AUSTIN BAY SAYS IT’S THE SAME OLD SONG where media coverage of Jay Garner’s reconstruction effort is concerned:
According to his critics, Jay Garner is already Tommy Franks. No, I don”t mean the Gen. Franks of April 2003, but the Gen. Franks of March 2003 and — for that matter — of October 2001.
Garner’s reconstruction effort is already in trouble with media fingerwaggers. Never mind that gunfire continues to sputter. Why, Garner lacks sufficient personnel, there’s infighting at the Pentagon — shucks, his plan is flawed.
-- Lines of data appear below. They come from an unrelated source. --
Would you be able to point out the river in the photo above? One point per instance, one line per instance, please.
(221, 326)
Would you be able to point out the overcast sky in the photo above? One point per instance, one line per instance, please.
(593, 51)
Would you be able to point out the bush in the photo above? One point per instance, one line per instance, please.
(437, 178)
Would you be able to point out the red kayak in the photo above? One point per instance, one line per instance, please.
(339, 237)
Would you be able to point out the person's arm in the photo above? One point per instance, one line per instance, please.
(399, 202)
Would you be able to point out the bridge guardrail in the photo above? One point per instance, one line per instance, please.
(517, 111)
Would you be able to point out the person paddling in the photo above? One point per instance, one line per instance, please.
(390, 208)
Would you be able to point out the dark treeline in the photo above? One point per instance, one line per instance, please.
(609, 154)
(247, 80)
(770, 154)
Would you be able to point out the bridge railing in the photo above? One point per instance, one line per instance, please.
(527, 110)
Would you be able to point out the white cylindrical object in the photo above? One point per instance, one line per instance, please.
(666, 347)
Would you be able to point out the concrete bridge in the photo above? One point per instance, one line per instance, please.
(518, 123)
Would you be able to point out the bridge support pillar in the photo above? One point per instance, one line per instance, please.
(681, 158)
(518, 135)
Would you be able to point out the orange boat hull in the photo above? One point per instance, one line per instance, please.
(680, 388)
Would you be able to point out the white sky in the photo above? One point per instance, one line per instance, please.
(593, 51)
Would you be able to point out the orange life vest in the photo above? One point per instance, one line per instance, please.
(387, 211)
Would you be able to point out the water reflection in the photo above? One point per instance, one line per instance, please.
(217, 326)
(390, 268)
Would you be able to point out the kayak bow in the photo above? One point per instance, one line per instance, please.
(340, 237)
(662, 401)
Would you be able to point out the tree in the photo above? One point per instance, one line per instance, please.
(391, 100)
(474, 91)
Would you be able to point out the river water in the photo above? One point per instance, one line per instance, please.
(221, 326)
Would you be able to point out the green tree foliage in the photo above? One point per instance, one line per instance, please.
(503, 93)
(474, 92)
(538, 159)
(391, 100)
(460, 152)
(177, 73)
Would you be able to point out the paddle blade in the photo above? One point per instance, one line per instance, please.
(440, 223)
Heard it before? Sure, track back three weeks with the likes of The New York Times’ R.W. Apple excoriating Central Command. Reconstructing Iraq has barely begun, but the critical piling-on is already in progress. One horror among the usual cranks is Garner has oil industry contacts and he’s retired military. Of course, anyone with a knack for the obvious knows both knocks are welcome assets, given Iraq’s petroleum reserves and the iffy security situation. The cranks appear to prefer Garner be a Marxist sociology prof with a ‘stop the war” tattoo on his tongue. . . .
Bay also notes:
Garner’s and the Iraqi people’s task is truly a 21st century endeavor. Their sweat, vision and spine must surmount some of the 20th century’s worst fascist and socialist depredations, while finessing 12th century religious attitudes. They must accomplish this under the harsh gaze of an insistent, antsy media with biases to feed and ratings to spur.
For the sake of Iraq’s people, better put some patient, credible minds behind that media gaze. How many critics got Afghanistan and Operation Iraqi Freedom dead wrong? Where are the massive civilian casualties and the quagmire in the sand? Spin it to me again, about Vietnam in Baghdad?
Patient, credible minds? Does Howell Raines have any of those at hand? I think it’s the media that needs more, and better, troops.